The different tolerance of neighborhoods of individual genes to breakpoints is therefore directly related to their long-range regulatory content. This in turn means that different genes differ greatly in the span of sequence from which they receive their regulatory input. Unlike the target genes of HCNEs, many other types of genes contain all their regulatory elements relatively close to the gene itself, making them tolerant to nearby breakages and rearrangements. Indeed, there are entire dense clusters of gene with little or no conserved synteny outside mammals, even though their 1-to-1 orthologs are present in evolutionarily more distant genomes. A schematic view of this notion is shown in Fig. 1.

Fig. 1
figure 1

Random breakage vs. genomic regulatory blocks. a The random breakage model assumes that, provided the breaks are not within genes, they can occur anywhere in the genome. In practice this means that any intergenic region is equally susceptible to evolutionary breaks. b Genomic regulatory blocks, supported by cross-species comparisons and reporter insertions (Kikuta et al. 2007) imply that a particular gene (target gene) can receive regulatory inputs from large genomic regions that contain other, unrelated genes (bystander genes). A break between target and bystander gene in a GRB would result in partial loss of regulatory input to the target gene, and is therefore actively selected against

Full size image

The question that remains open is that of apparent breakpoint reuse (Pevzner and Tesler 2003; Hinsch and Hannenhalli 2006), which would imply the existence of regions of chromosomally increased fragility.
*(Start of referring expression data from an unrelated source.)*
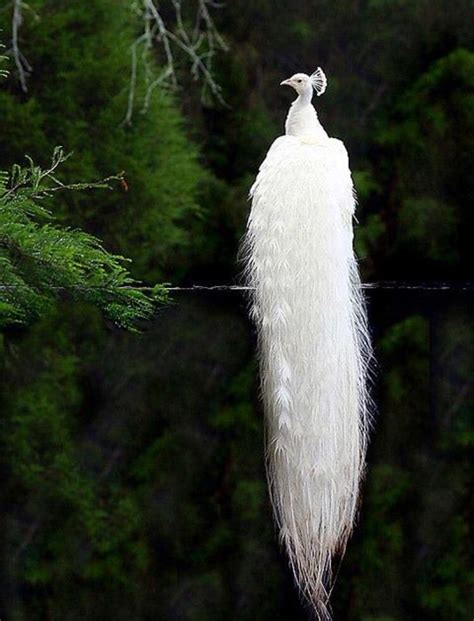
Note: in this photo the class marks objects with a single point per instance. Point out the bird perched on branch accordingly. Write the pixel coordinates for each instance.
(314, 345)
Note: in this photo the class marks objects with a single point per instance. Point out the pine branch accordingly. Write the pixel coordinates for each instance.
(41, 261)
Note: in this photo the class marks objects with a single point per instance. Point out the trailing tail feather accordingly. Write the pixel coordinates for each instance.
(314, 351)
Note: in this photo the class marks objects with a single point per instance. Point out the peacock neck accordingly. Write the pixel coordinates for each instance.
(302, 120)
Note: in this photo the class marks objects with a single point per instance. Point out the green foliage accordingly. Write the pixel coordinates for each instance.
(41, 261)
(78, 98)
(134, 483)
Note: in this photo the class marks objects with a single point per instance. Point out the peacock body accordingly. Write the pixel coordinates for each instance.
(314, 346)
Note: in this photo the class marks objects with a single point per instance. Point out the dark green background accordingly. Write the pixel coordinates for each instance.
(133, 482)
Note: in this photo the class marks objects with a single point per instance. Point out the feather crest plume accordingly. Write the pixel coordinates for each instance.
(319, 81)
(314, 344)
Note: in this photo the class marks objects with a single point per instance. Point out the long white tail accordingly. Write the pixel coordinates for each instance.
(314, 352)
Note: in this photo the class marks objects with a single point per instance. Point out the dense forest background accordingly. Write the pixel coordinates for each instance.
(133, 482)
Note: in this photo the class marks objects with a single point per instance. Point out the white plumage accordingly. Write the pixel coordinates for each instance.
(313, 340)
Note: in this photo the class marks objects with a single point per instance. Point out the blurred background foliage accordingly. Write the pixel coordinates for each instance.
(133, 483)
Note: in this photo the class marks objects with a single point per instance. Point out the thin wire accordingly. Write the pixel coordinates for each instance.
(427, 286)
(387, 284)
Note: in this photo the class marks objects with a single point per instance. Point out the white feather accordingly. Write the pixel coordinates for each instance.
(314, 345)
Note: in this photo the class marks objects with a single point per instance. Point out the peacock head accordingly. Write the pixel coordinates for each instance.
(303, 82)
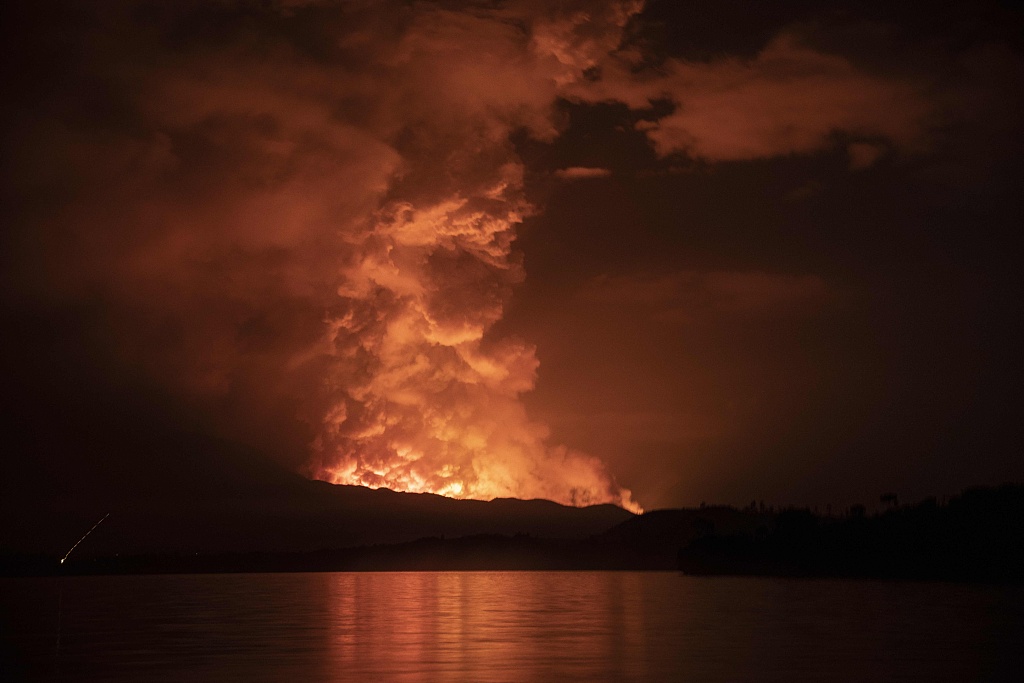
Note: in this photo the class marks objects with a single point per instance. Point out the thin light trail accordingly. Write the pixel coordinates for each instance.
(84, 537)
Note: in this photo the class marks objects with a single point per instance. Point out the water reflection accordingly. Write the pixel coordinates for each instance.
(506, 627)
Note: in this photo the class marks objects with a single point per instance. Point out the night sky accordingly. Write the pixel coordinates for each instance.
(587, 251)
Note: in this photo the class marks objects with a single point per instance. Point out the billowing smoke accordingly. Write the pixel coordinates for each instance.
(422, 397)
(305, 213)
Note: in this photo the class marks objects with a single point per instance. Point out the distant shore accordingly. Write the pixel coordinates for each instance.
(975, 537)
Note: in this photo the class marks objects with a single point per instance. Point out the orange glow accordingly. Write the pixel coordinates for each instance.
(425, 402)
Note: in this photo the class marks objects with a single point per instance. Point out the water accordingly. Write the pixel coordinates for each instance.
(505, 627)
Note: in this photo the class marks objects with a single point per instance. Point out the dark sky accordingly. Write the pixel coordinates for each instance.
(587, 251)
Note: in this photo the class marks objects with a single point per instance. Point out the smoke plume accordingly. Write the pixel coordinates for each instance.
(305, 213)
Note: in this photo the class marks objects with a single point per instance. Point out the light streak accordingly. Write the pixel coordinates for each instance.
(84, 538)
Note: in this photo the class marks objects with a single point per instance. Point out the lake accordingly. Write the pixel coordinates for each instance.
(506, 627)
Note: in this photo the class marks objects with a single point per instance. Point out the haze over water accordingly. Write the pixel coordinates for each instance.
(506, 627)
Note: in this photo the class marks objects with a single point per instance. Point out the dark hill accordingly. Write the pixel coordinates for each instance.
(182, 493)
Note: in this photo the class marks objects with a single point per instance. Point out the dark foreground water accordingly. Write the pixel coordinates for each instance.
(506, 627)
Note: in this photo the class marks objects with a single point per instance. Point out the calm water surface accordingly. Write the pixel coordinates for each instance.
(505, 627)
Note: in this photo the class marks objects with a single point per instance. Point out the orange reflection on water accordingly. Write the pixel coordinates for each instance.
(484, 626)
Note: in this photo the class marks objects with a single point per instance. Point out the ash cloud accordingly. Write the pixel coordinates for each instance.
(299, 220)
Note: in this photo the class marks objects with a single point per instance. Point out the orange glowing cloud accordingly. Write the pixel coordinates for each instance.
(285, 228)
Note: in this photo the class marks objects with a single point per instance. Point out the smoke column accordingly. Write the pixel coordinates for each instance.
(423, 398)
(294, 221)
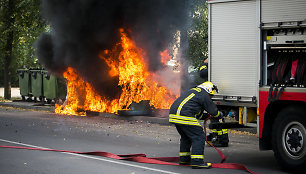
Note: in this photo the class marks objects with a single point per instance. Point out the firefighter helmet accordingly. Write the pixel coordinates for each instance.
(209, 87)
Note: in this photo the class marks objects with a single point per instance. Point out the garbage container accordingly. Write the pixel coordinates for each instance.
(24, 83)
(53, 87)
(37, 84)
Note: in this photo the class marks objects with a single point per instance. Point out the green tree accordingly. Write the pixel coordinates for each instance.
(21, 24)
(198, 34)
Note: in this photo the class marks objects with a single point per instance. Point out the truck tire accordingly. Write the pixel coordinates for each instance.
(289, 139)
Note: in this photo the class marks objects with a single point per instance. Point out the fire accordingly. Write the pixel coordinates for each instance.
(165, 57)
(134, 79)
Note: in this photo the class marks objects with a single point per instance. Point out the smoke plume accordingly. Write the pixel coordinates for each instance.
(80, 29)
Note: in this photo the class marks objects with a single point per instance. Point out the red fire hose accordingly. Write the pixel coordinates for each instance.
(141, 158)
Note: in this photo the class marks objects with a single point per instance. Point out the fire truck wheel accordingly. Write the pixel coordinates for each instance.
(289, 139)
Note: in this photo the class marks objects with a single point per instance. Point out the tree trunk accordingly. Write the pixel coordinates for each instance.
(8, 49)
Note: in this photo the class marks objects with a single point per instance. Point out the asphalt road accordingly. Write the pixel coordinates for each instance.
(106, 133)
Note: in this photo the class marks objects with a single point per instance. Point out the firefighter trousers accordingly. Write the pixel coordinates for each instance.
(192, 137)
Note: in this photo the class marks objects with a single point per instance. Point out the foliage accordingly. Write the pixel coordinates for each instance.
(198, 35)
(28, 24)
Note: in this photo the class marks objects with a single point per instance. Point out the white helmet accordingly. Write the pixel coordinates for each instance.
(209, 87)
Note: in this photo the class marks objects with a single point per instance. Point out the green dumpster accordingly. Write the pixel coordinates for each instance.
(53, 87)
(24, 83)
(37, 84)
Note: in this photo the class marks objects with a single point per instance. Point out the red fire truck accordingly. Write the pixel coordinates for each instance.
(257, 58)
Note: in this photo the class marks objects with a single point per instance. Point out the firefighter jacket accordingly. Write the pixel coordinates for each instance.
(204, 71)
(189, 107)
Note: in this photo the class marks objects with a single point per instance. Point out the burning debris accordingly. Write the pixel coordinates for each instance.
(112, 53)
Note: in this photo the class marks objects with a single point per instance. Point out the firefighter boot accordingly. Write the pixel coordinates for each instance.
(185, 158)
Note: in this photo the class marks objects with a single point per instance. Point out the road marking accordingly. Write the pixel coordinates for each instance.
(90, 157)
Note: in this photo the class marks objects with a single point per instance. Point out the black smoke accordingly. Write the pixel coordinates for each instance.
(81, 29)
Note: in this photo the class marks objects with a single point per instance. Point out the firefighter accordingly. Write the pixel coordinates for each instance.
(185, 113)
(218, 137)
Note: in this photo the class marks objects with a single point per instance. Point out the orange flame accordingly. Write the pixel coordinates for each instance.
(134, 79)
(165, 57)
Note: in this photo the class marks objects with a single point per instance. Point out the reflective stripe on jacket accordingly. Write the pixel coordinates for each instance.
(189, 107)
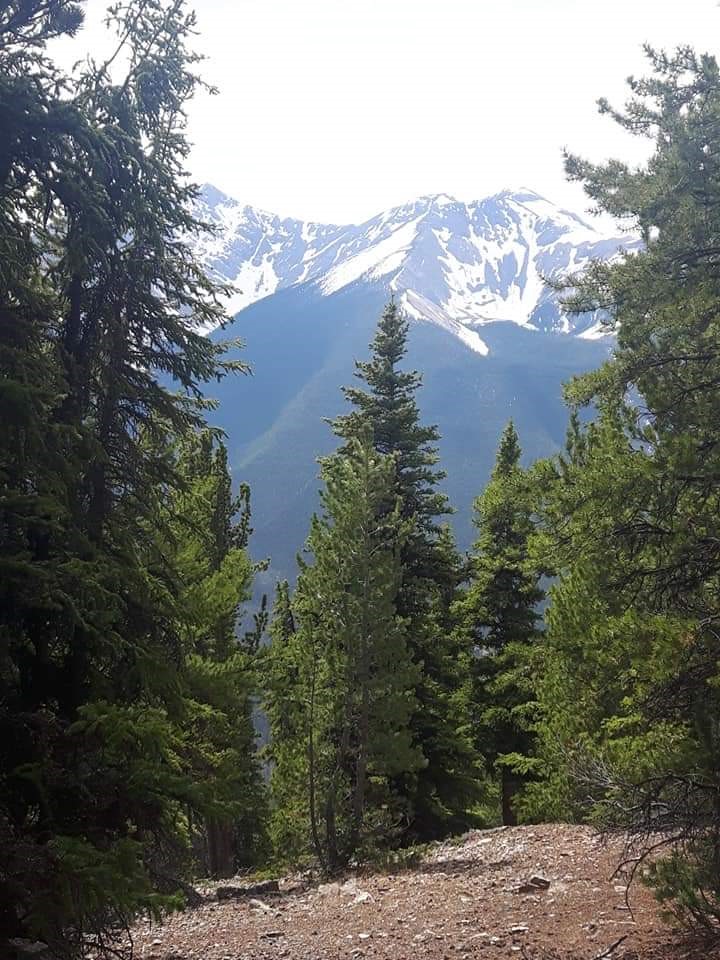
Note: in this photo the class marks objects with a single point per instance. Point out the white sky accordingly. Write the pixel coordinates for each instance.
(336, 109)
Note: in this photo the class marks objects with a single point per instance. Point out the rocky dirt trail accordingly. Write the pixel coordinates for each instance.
(527, 892)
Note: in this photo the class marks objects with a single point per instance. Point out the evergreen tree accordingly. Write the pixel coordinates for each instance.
(100, 295)
(629, 682)
(209, 531)
(440, 793)
(499, 615)
(341, 711)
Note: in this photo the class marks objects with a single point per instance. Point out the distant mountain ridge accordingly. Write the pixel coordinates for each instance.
(455, 265)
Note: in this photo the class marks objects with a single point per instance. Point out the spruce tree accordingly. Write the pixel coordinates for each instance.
(345, 668)
(499, 615)
(441, 793)
(208, 542)
(102, 302)
(629, 680)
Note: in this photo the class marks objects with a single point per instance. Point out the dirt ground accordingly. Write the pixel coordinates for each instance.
(473, 897)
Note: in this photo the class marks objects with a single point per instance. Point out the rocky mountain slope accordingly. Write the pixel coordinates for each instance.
(457, 265)
(489, 337)
(546, 892)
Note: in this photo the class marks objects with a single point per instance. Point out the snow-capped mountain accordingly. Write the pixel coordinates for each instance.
(456, 265)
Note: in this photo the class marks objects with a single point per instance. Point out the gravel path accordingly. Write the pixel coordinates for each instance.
(525, 892)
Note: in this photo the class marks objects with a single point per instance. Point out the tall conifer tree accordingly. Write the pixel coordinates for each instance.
(499, 614)
(442, 791)
(342, 692)
(101, 299)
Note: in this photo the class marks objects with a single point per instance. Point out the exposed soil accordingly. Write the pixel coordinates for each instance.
(468, 898)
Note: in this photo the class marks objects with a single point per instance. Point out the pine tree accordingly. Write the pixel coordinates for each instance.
(208, 529)
(499, 615)
(100, 297)
(441, 793)
(629, 682)
(345, 668)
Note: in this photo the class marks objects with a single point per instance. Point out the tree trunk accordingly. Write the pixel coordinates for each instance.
(509, 787)
(221, 847)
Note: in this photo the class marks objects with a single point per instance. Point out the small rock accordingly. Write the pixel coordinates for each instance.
(329, 889)
(234, 892)
(538, 881)
(259, 905)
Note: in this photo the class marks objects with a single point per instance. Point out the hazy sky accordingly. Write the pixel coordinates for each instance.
(336, 109)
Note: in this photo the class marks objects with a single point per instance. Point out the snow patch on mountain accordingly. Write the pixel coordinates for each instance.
(457, 265)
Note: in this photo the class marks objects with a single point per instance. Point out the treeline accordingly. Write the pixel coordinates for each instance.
(566, 669)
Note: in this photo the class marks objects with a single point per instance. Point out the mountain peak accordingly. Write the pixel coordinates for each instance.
(454, 264)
It is unknown whether these regions are physically more fragile, or merely represent locations where selection against breakpoints is minimal. Peng et al. (2006) attempted to associate the breakpoint reuse with the size of “upstream regulatory regions” that they attached to genes in their model, and saw an increase in apparent breakpoint reuse with the increasing size of that region. They concluded that “long regulatory regions and inhomogeneity of gene distribution in mammalian genomes may provide at least partial explanation for the fragile breakpoint model”. It is intuitively plausible that using GRBs in place of upstream regions in the above model would increase the overall proportion of “unbreakable regions” in the genome and would therefore account for an even higher proportion of the observed breakpoint reuse. Due to current difficulties in defining GRBs in a formal way, a definitive computational demonstration of this phenomenon remains an exciting open problem.

Conclusion

Long-range regulation and the transformation of the concept of a gene (Gerstein et al. 2007) have provided us with a definite nail in the coffin for Nadeau and Taylor’s hypothesis. While it is still unclear why some evolutionary breakpoints are apparently reused, the evidence for multigene regions in which breakpoints are not tolerated is both strong and clear. Regions of long-range regulation with multiple genes intertwined with regulatory elements controlling neighboring genes have emerged as functional units in the genome that are “protected from rearrangements” simply through the fact that breaks in them lead to target gene dysregulation that results in reduced fitness, and will therefore not be passed on in the gene pool.